For the mod function, we see it initializes numArray with values ranging from 0-1 (depends entirely on the second argument). It will then enter into a for loop where it will perform a series of multiplication and modular operations against num. After this loop the value of num is returned.

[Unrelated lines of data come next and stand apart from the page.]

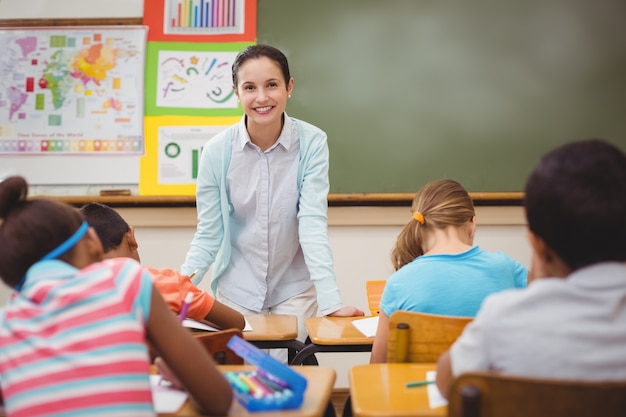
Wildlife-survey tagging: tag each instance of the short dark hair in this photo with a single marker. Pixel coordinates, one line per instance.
(258, 51)
(30, 228)
(107, 223)
(575, 200)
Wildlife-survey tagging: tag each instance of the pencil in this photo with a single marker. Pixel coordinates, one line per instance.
(183, 310)
(419, 383)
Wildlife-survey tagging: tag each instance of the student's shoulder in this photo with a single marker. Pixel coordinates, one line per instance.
(115, 269)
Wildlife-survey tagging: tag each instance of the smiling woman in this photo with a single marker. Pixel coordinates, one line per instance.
(261, 225)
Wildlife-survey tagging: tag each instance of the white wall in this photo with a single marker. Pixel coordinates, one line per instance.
(361, 237)
(46, 9)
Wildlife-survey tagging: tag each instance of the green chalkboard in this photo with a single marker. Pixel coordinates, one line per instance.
(415, 90)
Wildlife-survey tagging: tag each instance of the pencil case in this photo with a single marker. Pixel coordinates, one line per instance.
(272, 386)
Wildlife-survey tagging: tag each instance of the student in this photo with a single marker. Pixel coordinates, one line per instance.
(72, 336)
(570, 323)
(262, 193)
(118, 240)
(439, 270)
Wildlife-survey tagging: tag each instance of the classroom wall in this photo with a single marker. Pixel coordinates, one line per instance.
(361, 239)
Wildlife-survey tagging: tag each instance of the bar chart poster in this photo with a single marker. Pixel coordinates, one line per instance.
(191, 79)
(201, 20)
(173, 148)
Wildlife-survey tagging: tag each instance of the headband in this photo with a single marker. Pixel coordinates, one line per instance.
(61, 249)
(419, 217)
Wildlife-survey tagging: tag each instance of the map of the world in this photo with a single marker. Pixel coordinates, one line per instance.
(72, 90)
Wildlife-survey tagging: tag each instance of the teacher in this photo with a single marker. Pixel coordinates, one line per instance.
(262, 199)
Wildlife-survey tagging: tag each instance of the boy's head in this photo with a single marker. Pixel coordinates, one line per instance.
(575, 202)
(118, 238)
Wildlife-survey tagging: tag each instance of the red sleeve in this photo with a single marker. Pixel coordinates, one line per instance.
(174, 286)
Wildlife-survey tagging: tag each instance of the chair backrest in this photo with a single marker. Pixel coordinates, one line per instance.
(485, 394)
(374, 290)
(429, 335)
(216, 344)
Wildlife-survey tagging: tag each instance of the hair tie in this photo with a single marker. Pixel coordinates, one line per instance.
(419, 217)
(60, 250)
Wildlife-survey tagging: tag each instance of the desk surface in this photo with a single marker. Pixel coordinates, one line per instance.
(271, 327)
(378, 390)
(320, 384)
(335, 331)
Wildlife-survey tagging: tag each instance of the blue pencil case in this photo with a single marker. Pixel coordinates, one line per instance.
(272, 386)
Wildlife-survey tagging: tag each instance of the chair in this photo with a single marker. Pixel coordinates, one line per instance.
(429, 335)
(216, 344)
(374, 290)
(485, 394)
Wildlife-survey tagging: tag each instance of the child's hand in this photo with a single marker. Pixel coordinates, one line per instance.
(167, 374)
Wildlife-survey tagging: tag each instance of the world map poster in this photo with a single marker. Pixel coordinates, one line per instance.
(72, 90)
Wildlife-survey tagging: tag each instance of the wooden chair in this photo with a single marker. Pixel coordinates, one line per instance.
(485, 394)
(429, 335)
(374, 290)
(216, 344)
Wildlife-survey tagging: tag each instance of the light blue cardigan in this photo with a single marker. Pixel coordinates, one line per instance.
(211, 243)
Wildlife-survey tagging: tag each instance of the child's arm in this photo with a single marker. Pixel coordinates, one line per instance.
(208, 389)
(225, 317)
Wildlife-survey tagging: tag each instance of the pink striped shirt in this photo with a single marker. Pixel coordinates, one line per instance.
(72, 342)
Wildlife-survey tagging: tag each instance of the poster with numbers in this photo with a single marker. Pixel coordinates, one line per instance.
(72, 90)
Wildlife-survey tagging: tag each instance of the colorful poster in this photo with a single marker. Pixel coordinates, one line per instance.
(170, 165)
(72, 90)
(191, 79)
(201, 20)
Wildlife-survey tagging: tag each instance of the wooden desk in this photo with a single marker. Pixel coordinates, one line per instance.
(316, 398)
(331, 334)
(274, 331)
(378, 390)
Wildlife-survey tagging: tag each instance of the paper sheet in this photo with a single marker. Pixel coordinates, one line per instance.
(435, 399)
(367, 326)
(165, 398)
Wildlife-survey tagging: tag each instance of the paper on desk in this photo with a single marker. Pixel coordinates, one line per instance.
(435, 399)
(367, 326)
(165, 398)
(194, 324)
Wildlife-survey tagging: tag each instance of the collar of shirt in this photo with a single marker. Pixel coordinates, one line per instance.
(285, 139)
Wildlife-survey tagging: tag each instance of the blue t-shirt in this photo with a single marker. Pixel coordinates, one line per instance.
(451, 284)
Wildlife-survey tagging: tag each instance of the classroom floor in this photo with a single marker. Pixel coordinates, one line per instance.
(338, 398)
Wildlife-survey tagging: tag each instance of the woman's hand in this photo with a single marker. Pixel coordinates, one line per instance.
(347, 312)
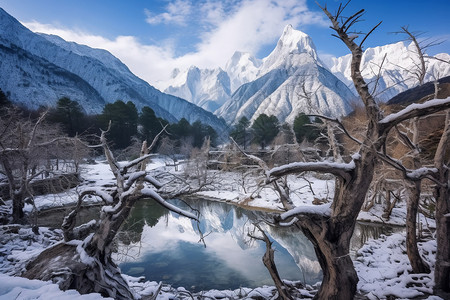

So we know that we give input to the program, it is run through an algorithm (that we know), and compared to a final result that we know. Looking at the mod function it looks like an AES encryption algorithm (however atm I'm not a crypto guy). I first tried to throw Z3 at this, however it couldn't get it to be able to solve it easily. So I just went the brute force method. When we base 64 decode the string, we see it is only 86 bytes

>>> import base64
>>> x = base64.b64decode("iB6WcuCG3nq+fZkoGgneegMtA5SRRL9yH0vUeN56FgbikZFE1HhTM9R4tZPghhYGFgbUeHB4tEKRRNR4Ymu0OwljQwmRRNR4jWBweOKRRyCRRAljLGQ=")
>>> len(x)
86
>>>

Since we know the output, and the only unknown is a single byte input, we can brute force it in practically no time. When I rewrote the mod function in python and tested it we see that it always outputs two bytes worth of data. So we the key we input will only be 43 characters long. Without knowledge we can brute force it one character at a time, which effectively reduces the work to only 43*256 runs to brute force it (even less if we limit it to ascii characters). Putting it together, we get the following script:

# https://github.com/p4-team/ctf/blob/master/2018-08-18-whitehat/re06/README.md
# ^ That writeup helped me with unpacking issues

import base64
import struct


def mod(m, e, n):
    numArray = [0]*100
    index1 = 0
    while e > 0:
        numArray[index1] = e % 2
        index1 = index1 + 1
        e = e / 2
    num = 1
    index2 = index1 - 1
    while index2 >= 0:
        num = num * num % n
        if (numArray[index2] == 1):
            num = num * m % n
        index2 = index2 - 1
    return (num )

base64encodeString = "iB6WcuCG3nq+fZkoGgneegMtA5SRRL9yH0vUeN56FgbikZFE1HhTM9R4tZPghhYGFgbUeHB4tEKRRNR4Ymu0OwljQwmRRNR4jWBweOKRRyCRRAljLGQ="
desiredOutput = base64.b64decode(base64encodeString)

flag = ""
for i in range(0, len(desiredOutput), 2):
    # Restrict it to ASCII characters first
    for c in range(33, 128):
        out = mod(c, 9157, 41117)
        check = struct.unpack("H", desiredOutput[i:i+2])[0]
        if (out == check):
            flag += chr(c)

print flag

We can see when we run the script, it gives us the flag. Also the writeup https://github.com/p4-team/ctf/blob/master/2018-08-18-whitehat/re06/README.md helped me with unpacking issues I was having:

$    python rev.py
WhiteHat{N3xT_t1m3_I_wi11_Us3_l4rg3_nUmb3r}

When we give the program the string WhiteHat{N3xT_t1m3_I_wi11_Us3_l4rg3_nUmb3r}, it confirms that we got the right input. With that, we captured the flag!